Otomotiv, Türkiye’nin en dinamik sektörlerinden. Avrupa’nın da en büyük üretim üslerinden biriyiz. 1970’lerden bu yana dünyanın güçlü markalarının Türkiye’deki fabrikalarında milyonlarca araç üretildi. Türkiye’nin otomotiv ihracatı geçen sene 30 milyar dolar olarak gerçekleşti. Ülkemiz sadece binek otomobil kategorisinde değil ticari araçlar alanında çok ciddi bir üretim merkezi durumunda. Yan sanayimiz de çok güçlü. Diğer taraftan kişi başına düşen araç sayısında Avrupa’nın hayli gerisindeyiz. Bunları, gelecek için gelişim fırsatlarının ne kadar sağlam olduğunu vurgulamak için ifade ediyorum. Gelin görün ki rekabette en iddialı olduğumuz bu sektörde uzun süredir doğrudan yatırım çekemiyoruz. Oysa Türkiye, elektrikli otomobiller başta olmak üzere mobilitede lider ülkelerden biri hâline gelebilir. Çin, pek çok alanda olduğu gibi otomotiv başlığında da koşar adımlarla büyüyor. Çin markaları dünyanın en güçlü fabrikalarını satın alıyor. Pil teknolojilerinde bir numaralar. Tasarım ve donanımlarıyla da rakipleri zorlayacak ürünlerle karşımıza çıkıyorlar. Bu başarı hikâyesinin devam edebilmesi için Çin markalarının yeni pazarlara, başka coğrafyalara açılması şart. Çin şirketleri, orta ve uzun dönem stratejisinde üretimlerini başka ülkelere yayarak küreselleşme çabasındalar. Türkiye’nin hiç vakit kaybetmeden bu hedefe kanalize olması ve yatırımları çekmek için çevik adımlar atması gerektiğini düşünüyordum. Ancak son dönemlerde Türkiye’nin çeşitli kararları kafa karışıklığına yol açmış durumda. Çin menşeli elektrikli araçlara uygulanan ek vergi, Çin kamuoyunda ve otomotiv endüstrisinde önemli ölçüde alınganlığa sebebiyet vermiş. “Türkiye neden bizim ürünlerimize karşı böyle bir önlem aldı?” sorusunu gündeme getirmiş. Avrupa pazarına hızlı bir giriş yapmak isteyen Çinli üreticilerin ajandasında Türkiye’de tesis kurmak ve buradan Avrupa’ya satış yapma fikri olduğunu biliyorum.
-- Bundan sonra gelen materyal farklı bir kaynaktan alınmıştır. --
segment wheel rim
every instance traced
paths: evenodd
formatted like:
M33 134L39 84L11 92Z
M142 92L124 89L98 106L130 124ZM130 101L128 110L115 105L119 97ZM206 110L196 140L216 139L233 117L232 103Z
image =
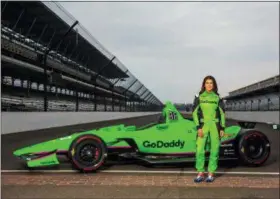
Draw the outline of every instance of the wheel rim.
M248 138L244 148L246 156L252 160L261 158L265 152L265 144L259 137Z

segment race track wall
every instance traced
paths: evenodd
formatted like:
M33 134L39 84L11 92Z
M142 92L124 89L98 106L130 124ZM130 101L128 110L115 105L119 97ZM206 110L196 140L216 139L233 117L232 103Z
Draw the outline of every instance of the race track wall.
M226 117L234 120L279 124L279 111L229 111Z
M1 134L156 114L158 112L2 112Z

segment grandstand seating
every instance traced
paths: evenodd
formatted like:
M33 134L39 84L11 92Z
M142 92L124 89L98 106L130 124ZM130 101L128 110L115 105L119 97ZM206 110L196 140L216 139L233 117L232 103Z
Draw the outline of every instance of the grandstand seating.
M277 111L279 110L279 93L270 93L240 100L227 101L228 111Z

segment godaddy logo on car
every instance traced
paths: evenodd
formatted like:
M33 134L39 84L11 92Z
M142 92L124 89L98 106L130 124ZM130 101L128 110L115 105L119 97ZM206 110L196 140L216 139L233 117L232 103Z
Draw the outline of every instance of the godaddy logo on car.
M171 142L163 142L163 141L156 141L156 142L150 142L150 141L144 141L143 146L146 148L173 148L173 147L179 147L182 149L185 145L185 141L181 140L173 140Z

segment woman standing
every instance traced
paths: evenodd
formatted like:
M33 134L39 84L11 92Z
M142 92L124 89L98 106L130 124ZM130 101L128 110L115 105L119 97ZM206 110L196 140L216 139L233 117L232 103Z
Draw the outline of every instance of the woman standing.
M205 144L208 137L211 148L206 182L213 182L214 173L218 166L220 137L224 136L225 114L216 80L212 76L207 76L203 80L199 96L194 100L193 118L198 133L196 148L198 175L194 182L202 182L205 179Z

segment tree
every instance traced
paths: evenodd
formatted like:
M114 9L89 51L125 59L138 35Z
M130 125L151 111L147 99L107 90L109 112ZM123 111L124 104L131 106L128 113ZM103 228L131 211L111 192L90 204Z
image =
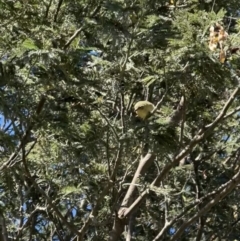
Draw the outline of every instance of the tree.
M1 240L238 239L239 7L0 0Z

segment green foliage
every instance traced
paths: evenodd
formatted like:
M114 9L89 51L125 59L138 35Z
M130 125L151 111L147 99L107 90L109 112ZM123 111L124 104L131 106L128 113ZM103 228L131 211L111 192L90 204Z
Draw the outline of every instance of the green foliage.
M159 240L170 240L169 229L179 230L212 196L195 201L232 179L239 94L216 128L191 144L238 85L239 55L231 49L240 44L240 3L229 4L0 0L0 206L9 237L72 240L80 232L81 240L108 240L146 153L155 159L131 196L147 193L131 215L132 239L154 240L162 230ZM217 22L229 34L228 64L220 63L220 48L208 48ZM133 105L145 99L160 105L142 121ZM173 240L196 238L197 227L196 240L237 239L238 189Z

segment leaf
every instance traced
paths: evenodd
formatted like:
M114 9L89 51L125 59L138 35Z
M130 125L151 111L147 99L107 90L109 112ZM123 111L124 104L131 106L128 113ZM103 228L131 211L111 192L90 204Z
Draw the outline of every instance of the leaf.
M79 192L80 192L80 189L74 186L63 187L60 191L60 193L63 194L64 196L67 196L72 193L79 193Z
M142 82L143 82L145 85L149 86L149 85L151 85L152 83L154 83L155 80L156 80L156 76L150 75L150 76L142 79Z
M26 49L35 49L38 50L39 48L35 45L34 40L32 39L25 39L22 43L22 47Z

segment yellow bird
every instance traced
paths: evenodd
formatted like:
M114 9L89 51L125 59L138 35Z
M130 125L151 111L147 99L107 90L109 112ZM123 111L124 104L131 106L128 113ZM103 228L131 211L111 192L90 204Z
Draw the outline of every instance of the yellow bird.
M150 115L154 108L154 104L147 100L138 101L134 105L134 111L136 112L137 116L143 120L145 120Z

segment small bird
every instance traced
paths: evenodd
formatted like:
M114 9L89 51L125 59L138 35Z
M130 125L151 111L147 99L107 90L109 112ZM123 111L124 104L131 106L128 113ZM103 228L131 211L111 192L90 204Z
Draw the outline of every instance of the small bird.
M155 108L154 104L152 104L147 100L138 101L134 105L134 111L136 112L137 116L143 120L149 117L149 115L151 114L154 108Z

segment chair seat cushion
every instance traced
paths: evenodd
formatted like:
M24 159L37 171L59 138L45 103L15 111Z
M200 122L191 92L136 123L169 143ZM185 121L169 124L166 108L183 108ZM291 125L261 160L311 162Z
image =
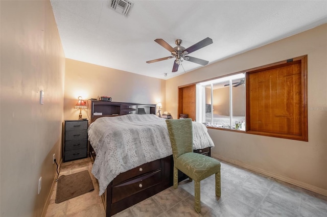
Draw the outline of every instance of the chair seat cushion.
M219 161L197 153L183 154L174 162L179 170L195 181L201 181L220 171Z

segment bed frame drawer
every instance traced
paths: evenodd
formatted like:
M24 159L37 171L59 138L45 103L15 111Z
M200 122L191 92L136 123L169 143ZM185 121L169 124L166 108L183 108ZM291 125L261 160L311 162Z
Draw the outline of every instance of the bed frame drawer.
M122 182L145 174L151 171L161 169L161 161L160 159L145 164L137 167L125 173L121 173L112 180L112 184L116 185Z
M160 184L161 170L149 173L138 178L112 186L112 203L115 203L144 189Z

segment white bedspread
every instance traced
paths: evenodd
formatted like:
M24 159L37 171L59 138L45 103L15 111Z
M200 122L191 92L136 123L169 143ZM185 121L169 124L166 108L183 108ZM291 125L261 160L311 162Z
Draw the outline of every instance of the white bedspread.
M193 122L193 147L214 147L205 126ZM119 174L172 154L166 120L154 115L126 115L97 119L88 140L97 154L92 173L102 195Z

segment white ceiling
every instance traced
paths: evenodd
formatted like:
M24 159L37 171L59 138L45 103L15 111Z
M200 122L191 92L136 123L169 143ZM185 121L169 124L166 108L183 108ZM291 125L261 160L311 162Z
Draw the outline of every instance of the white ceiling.
M190 55L211 64L327 22L327 1L133 0L127 16L110 0L51 2L66 58L165 79L203 66L146 63L171 55L156 38L188 48L211 38Z

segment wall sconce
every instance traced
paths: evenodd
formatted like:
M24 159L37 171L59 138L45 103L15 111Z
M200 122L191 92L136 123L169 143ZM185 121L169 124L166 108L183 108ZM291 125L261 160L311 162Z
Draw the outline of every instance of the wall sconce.
M161 117L161 114L160 114L160 108L162 107L162 104L161 102L158 102L157 104L157 107L158 107L158 117L159 118Z
M83 120L83 118L82 118L82 110L87 108L87 106L86 105L86 103L84 102L83 99L82 99L81 96L78 97L78 102L77 102L77 104L76 104L76 105L74 106L74 108L80 110L80 115L78 116L78 120Z

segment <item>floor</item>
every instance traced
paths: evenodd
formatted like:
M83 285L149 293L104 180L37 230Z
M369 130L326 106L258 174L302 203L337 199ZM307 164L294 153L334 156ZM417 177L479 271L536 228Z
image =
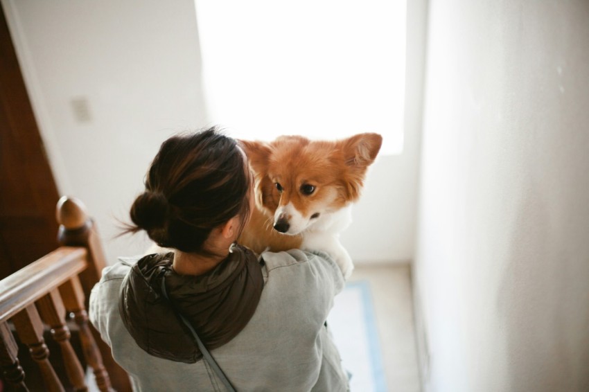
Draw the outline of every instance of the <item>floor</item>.
M388 390L419 392L410 266L356 265L351 280L370 285Z

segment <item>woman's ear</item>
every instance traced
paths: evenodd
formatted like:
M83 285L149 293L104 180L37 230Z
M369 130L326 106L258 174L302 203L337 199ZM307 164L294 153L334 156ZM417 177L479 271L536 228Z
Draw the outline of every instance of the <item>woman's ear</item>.
M231 239L232 241L234 240L240 223L239 216L234 216L231 218L224 224L221 225L221 235L226 240Z

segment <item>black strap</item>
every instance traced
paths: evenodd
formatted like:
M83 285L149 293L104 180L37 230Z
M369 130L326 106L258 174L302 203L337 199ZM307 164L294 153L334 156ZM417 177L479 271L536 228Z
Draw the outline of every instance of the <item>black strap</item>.
M165 279L161 279L161 294L164 294L164 297L166 298L166 299L170 301L170 299L168 298L168 293L166 292ZM219 367L219 365L217 364L217 361L215 360L215 358L213 357L213 356L211 355L211 353L209 353L206 348L204 346L204 344L203 344L202 341L200 340L200 337L198 337L198 334L197 334L196 331L194 330L194 328L188 322L188 321L186 320L184 316L182 316L177 312L176 312L176 314L180 317L180 319L182 321L184 325L188 327L188 330L190 330L191 333L192 333L193 337L194 337L195 340L196 341L196 344L198 346L198 349L200 350L200 352L202 353L202 356L204 357L204 359L209 363L211 367L213 368L213 370L216 373L217 377L218 377L221 380L221 382L223 383L223 385L225 386L225 388L227 389L227 391L230 391L231 392L235 392L235 388L233 387L233 385L231 385L231 382L229 382L229 380L227 379L227 376L225 375L225 373L224 373L223 371L221 370L221 368Z

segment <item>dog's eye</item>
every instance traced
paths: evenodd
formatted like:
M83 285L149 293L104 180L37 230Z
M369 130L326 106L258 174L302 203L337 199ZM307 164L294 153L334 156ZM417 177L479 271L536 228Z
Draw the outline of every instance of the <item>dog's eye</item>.
M315 191L315 187L308 184L304 184L301 186L301 193L304 195L310 195Z

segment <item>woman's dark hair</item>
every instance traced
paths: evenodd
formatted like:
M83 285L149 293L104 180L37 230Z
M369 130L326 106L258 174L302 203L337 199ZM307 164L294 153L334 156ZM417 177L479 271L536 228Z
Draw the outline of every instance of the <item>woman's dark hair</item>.
M147 231L158 245L210 254L211 231L249 211L249 176L237 141L213 127L164 141L152 162L145 192L131 207L127 232Z

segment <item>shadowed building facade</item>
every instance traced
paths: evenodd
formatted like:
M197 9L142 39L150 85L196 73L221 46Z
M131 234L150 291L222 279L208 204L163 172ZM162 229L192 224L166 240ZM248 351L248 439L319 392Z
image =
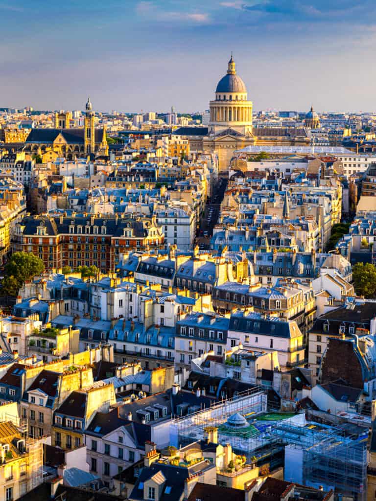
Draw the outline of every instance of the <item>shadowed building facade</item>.
M89 99L86 103L83 128L70 128L69 121L63 119L62 116L60 114L55 117L55 125L64 126L61 128L32 129L25 142L24 150L40 155L52 151L67 160L91 153L108 154L106 128L95 128L95 113Z
M222 171L228 169L234 151L250 145L309 145L304 127L254 127L253 106L232 55L210 103L209 127L180 127L174 133L189 138L191 151L216 151Z

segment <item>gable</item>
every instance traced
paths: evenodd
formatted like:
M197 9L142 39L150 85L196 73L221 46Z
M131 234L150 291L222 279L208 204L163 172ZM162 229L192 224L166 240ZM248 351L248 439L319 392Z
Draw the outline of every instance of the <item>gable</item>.
M63 134L60 132L54 140L53 144L59 145L61 144L66 144L67 141L65 140L65 138Z
M118 441L118 437L119 435L122 436L122 442ZM137 443L135 440L123 426L120 426L119 428L116 428L116 430L110 431L107 435L104 435L102 438L103 440L117 444L119 447L137 447Z

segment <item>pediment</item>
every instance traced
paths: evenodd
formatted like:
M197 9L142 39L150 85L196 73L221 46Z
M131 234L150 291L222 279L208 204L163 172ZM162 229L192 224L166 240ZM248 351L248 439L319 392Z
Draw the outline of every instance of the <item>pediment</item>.
M65 138L61 133L60 132L56 137L55 138L54 141L54 144L66 144L67 141Z

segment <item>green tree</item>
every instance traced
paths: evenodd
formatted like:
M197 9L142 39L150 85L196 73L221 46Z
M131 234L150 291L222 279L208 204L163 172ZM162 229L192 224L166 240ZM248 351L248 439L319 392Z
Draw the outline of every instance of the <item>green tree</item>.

Ancak uygulamaya alınan yüksek gümrük vergisi sonrasında yönlerini Avrupa’ya çevirdiler. Farklı sektörlerdeki örnekler gösteriyor ki ilk Çinli marka yatırımı hangi ülkede olursa, diğer Çinli markalar da aynı bölgeleri tercih edecekler. Bu anlamda Türkiye, tarihi şansı kaçırabilir. Çünkü Avrupa’da Macaristan ve Slovakya gibi ülkeler boş durmuyor. Yatırımlara nasıl kolaylık sağlanabileceğinin en iyi örneklerini veriyorlar. Hatta Almanya bile -Tesla’nın Berlin’deki yatırımı nedeniyle- Çin markaları açısından radara alınmış durumda.
ODMD’NİN YOĞUN ÇABASI
Türkiye’de sektörün en önemli çatı kuruluşlarından olan Otomotiv Distribütörleri ve Mobilite Derneği (ODMD) Yönetim Kurulu Başkanı Ali Haydar Bozkurt ile konuştum. Dernekteki çalışma arkadaşlarıyla birlikte Türkiye’ye yeni yatırım çekilebilmesi için canla başla çalıştıklarını hatırlattı. “Bu aşamada vakit geçirilmeden, diplomatik seviyede bir iletişim kurulmasında fayda olacaktır. Çinli 2-3 markanın Türkiye’de yatırım yapması; ihracata, istihdama büyük katkı sağlar, Türkiye’nin yatırım ülkesi olarak görünümünün olumluya dönmesinin önünü açar” değerlendirmesini yaptı. Doğrusu ben Ticaret Bakanı Prof. Dr. Ömer Bolat ile Sanayi ve Teknoloji Bakanı Mehmet Fatih Kacır gibi küresel gelişmelere çok hâkim iki önemli ismin yukarıda sözünü ettiğim yatırım fırsatlarını yakalamak için önümüzdeki aylarda çok önemli adımlar atacağına inanıyorum.